唐德觉得自己今天也是倒霉。
他只是想要租一辆自行车,出门溜上几圈,没想到还能碰到抢劫的。
唐德当然知道西维尼亚有这种飞车贼。
他们往往不会精挑细选目標,路上瞅见可能值钱的东西,就会一把抓住。
有时候是路人的提包,有时候是脖子上的项炼。
碰到反抗的,他们连带著那个人一块扯走也是常有的事。
倘若是戴在耳朵上的耳环,將你耳朵都扯烂都是正常的。
菜一点的可能是自行车,狠一点的可能是马车。
被马车创飞也不是什么罕见的事情,甚至不值得登上报纸。
当然,碰到这些抢劫的傢伙是一件让人很头疼的事情。
多数时候是追也追不上,事后治安官找也找不到人。
如果是抢別的东西倒是无所谓,但这傢伙抢走了唐德刚抽到演唱会门票。
虽然唐德对演唱会无感,一辈子也没去过几次。
但这是他的票,是他凭藉自己的运气抽出来的。
这个抢劫犯抢的不是东西,是他的运气!
今天唐德就要让这个傢伙付出血的代价!
“抢我东西!?你找死!”骑著自行车的唐德,单手抄起吉他箱就往那抢劫犯头上砸。
还在跟雷诺爭执的抢劫犯,回头一看,视野里就全是吉他箱。
“咣!”沉闷的撞击声在街道上迴荡。
这一砸,直接將对方整个人都砸下了自行车。
而且他还顺著惯性,在路上一直翻滚,撞到了墙角才停了下来。
那贼试图用手撑著地面爬起来,但是他的膝盖刚刚弯曲,腿就一阵抽搐,整个人又软绵绵地跌倒在地上。
这就完事了?怎么可能!
唐德的双手在剎车上捏死。橡胶剎车皮在车轮上发出刺耳的摩擦声。
“哪里跑!?”车子还没有完全停稳,唐德就直接从车座上跳了下来,抡著吉他箱就是新的一轮猛攻。

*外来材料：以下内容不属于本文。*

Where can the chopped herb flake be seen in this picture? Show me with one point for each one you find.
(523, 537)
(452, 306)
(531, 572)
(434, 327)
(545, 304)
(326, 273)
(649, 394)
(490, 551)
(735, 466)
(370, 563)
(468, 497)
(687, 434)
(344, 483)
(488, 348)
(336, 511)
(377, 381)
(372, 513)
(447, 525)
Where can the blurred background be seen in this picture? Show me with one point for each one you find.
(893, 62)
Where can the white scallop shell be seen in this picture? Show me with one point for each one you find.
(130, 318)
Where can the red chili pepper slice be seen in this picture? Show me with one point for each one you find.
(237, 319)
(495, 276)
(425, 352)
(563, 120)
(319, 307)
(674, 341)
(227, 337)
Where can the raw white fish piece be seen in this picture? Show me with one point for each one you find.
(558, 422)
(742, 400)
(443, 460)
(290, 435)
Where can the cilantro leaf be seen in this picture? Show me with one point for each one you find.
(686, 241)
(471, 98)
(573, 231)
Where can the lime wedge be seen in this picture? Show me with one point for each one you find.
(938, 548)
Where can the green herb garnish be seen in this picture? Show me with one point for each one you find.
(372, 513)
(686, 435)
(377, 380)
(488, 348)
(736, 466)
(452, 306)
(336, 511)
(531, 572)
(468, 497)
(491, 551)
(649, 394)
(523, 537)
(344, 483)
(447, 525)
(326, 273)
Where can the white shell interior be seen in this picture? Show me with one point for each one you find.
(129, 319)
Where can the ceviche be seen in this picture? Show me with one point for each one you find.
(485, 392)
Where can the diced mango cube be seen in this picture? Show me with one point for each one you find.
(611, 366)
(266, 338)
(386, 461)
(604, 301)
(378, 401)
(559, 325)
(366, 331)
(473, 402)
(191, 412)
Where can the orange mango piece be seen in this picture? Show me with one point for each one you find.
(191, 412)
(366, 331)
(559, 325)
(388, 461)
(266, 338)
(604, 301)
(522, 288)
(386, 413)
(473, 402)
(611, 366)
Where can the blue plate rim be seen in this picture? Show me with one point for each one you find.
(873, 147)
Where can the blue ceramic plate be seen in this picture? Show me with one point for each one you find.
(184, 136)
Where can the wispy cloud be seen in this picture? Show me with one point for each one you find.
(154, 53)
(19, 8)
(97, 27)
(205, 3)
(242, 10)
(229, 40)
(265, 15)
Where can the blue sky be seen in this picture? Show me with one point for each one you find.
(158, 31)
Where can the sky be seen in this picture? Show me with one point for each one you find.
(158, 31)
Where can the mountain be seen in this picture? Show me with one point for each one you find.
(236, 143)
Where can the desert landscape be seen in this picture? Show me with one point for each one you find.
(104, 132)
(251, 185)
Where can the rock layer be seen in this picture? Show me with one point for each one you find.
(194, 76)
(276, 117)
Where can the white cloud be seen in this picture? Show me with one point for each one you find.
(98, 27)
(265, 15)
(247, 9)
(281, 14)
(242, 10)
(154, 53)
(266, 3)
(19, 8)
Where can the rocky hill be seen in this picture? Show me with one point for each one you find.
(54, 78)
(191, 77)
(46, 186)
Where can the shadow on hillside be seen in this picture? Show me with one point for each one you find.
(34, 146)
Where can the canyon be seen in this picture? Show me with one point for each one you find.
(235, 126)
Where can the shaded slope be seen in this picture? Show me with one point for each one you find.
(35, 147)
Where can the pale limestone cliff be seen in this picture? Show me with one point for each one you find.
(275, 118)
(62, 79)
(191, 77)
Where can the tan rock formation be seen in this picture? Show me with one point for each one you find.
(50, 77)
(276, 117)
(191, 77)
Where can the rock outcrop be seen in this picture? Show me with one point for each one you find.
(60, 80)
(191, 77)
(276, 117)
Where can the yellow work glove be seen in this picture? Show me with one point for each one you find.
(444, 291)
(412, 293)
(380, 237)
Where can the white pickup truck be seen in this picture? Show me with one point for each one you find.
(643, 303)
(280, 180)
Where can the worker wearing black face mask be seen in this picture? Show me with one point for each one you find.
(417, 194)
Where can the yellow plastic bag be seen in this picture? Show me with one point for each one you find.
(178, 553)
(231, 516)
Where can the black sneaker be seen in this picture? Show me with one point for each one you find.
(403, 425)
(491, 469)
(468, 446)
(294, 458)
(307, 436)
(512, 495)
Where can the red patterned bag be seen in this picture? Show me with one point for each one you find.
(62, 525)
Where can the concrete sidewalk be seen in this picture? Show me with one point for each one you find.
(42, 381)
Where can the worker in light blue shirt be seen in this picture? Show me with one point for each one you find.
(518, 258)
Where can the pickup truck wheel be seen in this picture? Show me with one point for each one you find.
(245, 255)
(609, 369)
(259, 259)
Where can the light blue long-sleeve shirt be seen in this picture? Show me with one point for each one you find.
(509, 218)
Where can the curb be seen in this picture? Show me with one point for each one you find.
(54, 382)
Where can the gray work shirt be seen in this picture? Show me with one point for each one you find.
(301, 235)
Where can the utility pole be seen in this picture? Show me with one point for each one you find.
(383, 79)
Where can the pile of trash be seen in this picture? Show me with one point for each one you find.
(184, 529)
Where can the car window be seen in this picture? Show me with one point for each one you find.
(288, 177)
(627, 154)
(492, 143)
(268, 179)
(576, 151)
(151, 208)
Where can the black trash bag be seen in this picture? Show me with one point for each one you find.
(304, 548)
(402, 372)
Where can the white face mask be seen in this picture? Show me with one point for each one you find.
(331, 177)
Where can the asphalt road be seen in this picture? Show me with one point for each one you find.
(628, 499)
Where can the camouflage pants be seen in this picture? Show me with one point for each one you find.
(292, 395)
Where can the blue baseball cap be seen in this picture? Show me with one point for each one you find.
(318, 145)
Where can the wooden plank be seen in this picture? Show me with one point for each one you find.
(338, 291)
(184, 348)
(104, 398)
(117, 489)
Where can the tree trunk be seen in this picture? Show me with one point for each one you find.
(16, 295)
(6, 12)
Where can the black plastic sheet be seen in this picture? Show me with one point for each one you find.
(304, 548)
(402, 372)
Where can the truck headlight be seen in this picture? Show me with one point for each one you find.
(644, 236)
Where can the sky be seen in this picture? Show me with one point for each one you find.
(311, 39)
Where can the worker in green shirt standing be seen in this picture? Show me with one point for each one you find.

飞车贼在地上蜷缩成一团,双手抱住头,除了保护自己的脑袋,他什么都保护不了。
那个抢劫犯心里忍不住吐槽,他根本就没有跑!这傢伙都在说些什么!?
只不过唐德不管这么多,吉他箱继续朝著对方招呼过去。
街上登时响起了嗷嗷的叫声,惹得路人纷纷侧目。
至於那自行车,失去控制之后朝著另一边撞去。
所幸的是,它拖著雷诺,倒是没能一头扎进人群里面。
不然那些吃瓜的人反应慢一些,就要被撞一个满怀。
“呼,怎么感觉有点爽?”放下吉他箱的唐德,擦了擦额头上的汗。
地上的抢劫犯已经被唐德砸得昏厥了过去,身上青一块紫一块。
本来唐德打算守在这傢伙边上,等著治安官过来。
只不过很快唐德就想起来还有另外一个人。
我去,刚才那个小伙子可是被自行车拖了一条街!可別把他拖死了!
“你没事吧?”唐德连忙跑了过去,想要检查雷诺还有没有气。
但是还没等唐德走过去,雷诺就自己先爬了起来。
雷诺摇摇晃晃的,视线也出现很多重影。
他身上一大片皮肤被拖破,如今血淋淋的。
饶是如此,雷诺並没有倒下。
“咳咳......”雷诺咳嗽了几声,然后將嘴里的血沫吐了出来。